Use of a slow-motion camera to diagnose a vibration is a killer technique!
By the nature of a reciprocating engine using short (actually, finite!) connecting rods it is impossible to perfectly balance the moving parts just by altering those at crankshaft speed. The F=MA for the rods and pistons moving down is not actually exerting force equal and opposite to those going up throughout the entire rotation.
Another way to say the same thing: The forces exerted by the various moving masses as they accelerate/decelerate are not sine waves at crank rotation frequency: If they were they could be fiddled to cancel out. They're distorted so that the best possible cancellation still leaves 'bumps' of force at multiples of crank rpm.

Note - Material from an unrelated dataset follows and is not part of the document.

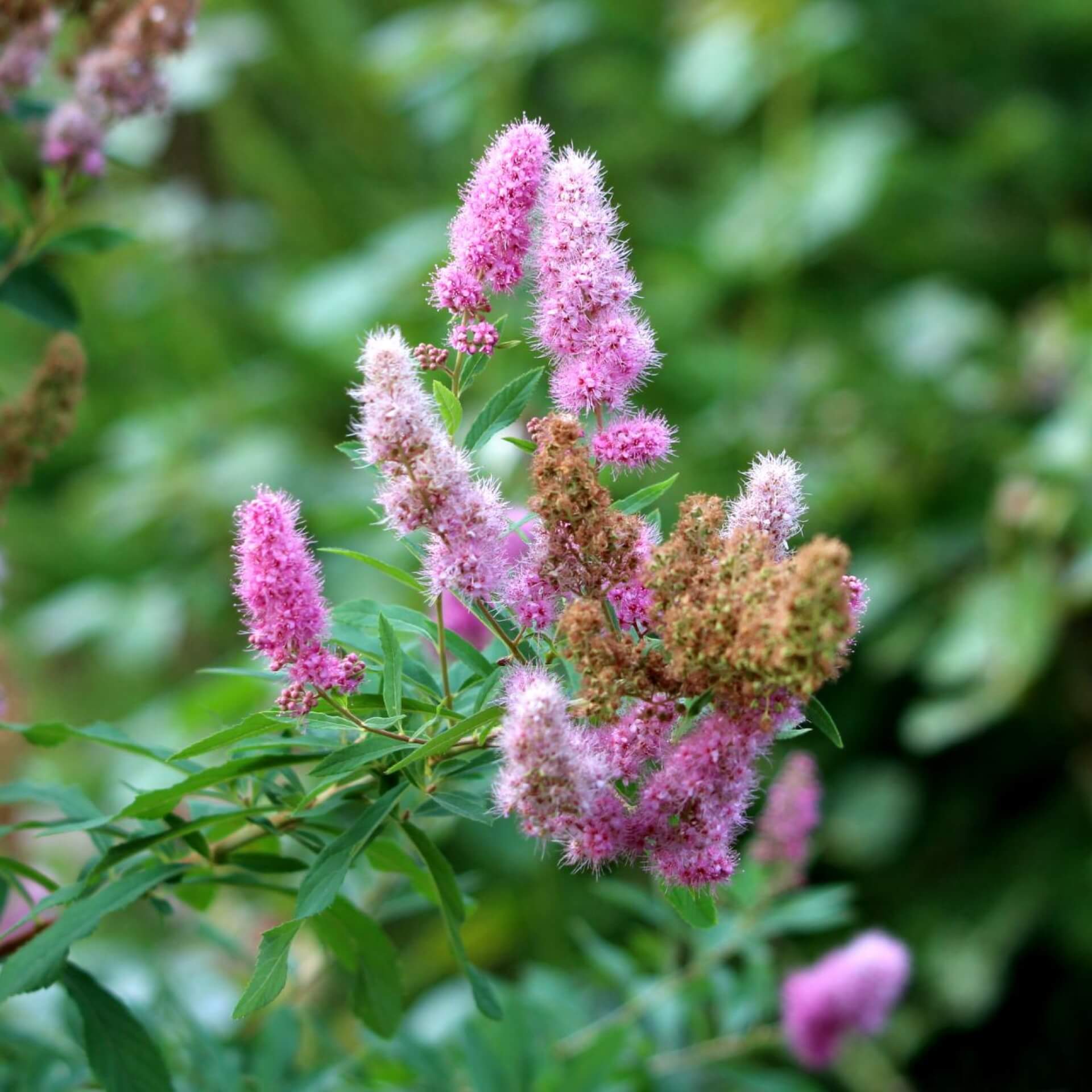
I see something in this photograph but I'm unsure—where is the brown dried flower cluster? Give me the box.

The unbalanced force is zero at crank rpm but non-zero at even harmonics 2, 4 x crank rpm. This can be cancelled (thus giving you a much smoother running engine) by installing shafts with properly chosen counterweights that rotate at 2, 4 x crank rpm and that are properly timed to cancel the unbalanced force from the rods and pistons.
I think this is a remarkably ugly scheme but it works: I've got cars with very similar Mitsubishi engines (I4's, same year but different displacement/model) both with and without balance shafts and there is a dramatic difference in the smoothness of those engines. The arrangement on the (balance shaft) 4g64 engine is quite unlike that on your engine but it is easy to time the 2x shaft 180 out so it doubles rather than cancels the engine vibration. Mechanics do this rather frequently and I've actually driven a car that was mistimed -- it was bad.
The good thing about the Mitsubishi scheme is you can check for this mistake quite easily -- put the engine at TDC on #1, take out a plug on the block, stick in a screwdriver, and if it goes in 60 mm that shaft is correctly timed. If it goes in much less it's wrong and you must do the timing belt remove/replace operation and this time follow the directions for correctly timing that shaft.
I just did that process in order to replace the oil pump on one of my cars ... 4-6 hours work if all goes well. But checking takes 5 minutes and I could do it in a parking lot with just 12 and 22 mm sockets and screwdriver.
I don't know if there's an easy way to check shaft timing on your engine -- a forum for that car or engine would be able to tell you. If it's wrong you have to remove the pan and the timing shaft assembly to fix it.
A good mechanic would deal with this pretty quickly if there isn't anything in the way of getting the pan off -- like a transfer case for 4WD for example. How you find that mechanic I've no idea: The reason I do almost all my own work is I couldn't find one in this semi-rural area.
I make plenty of mistakes but only really stupid ones -- not the ones you can avoid by reading the directions.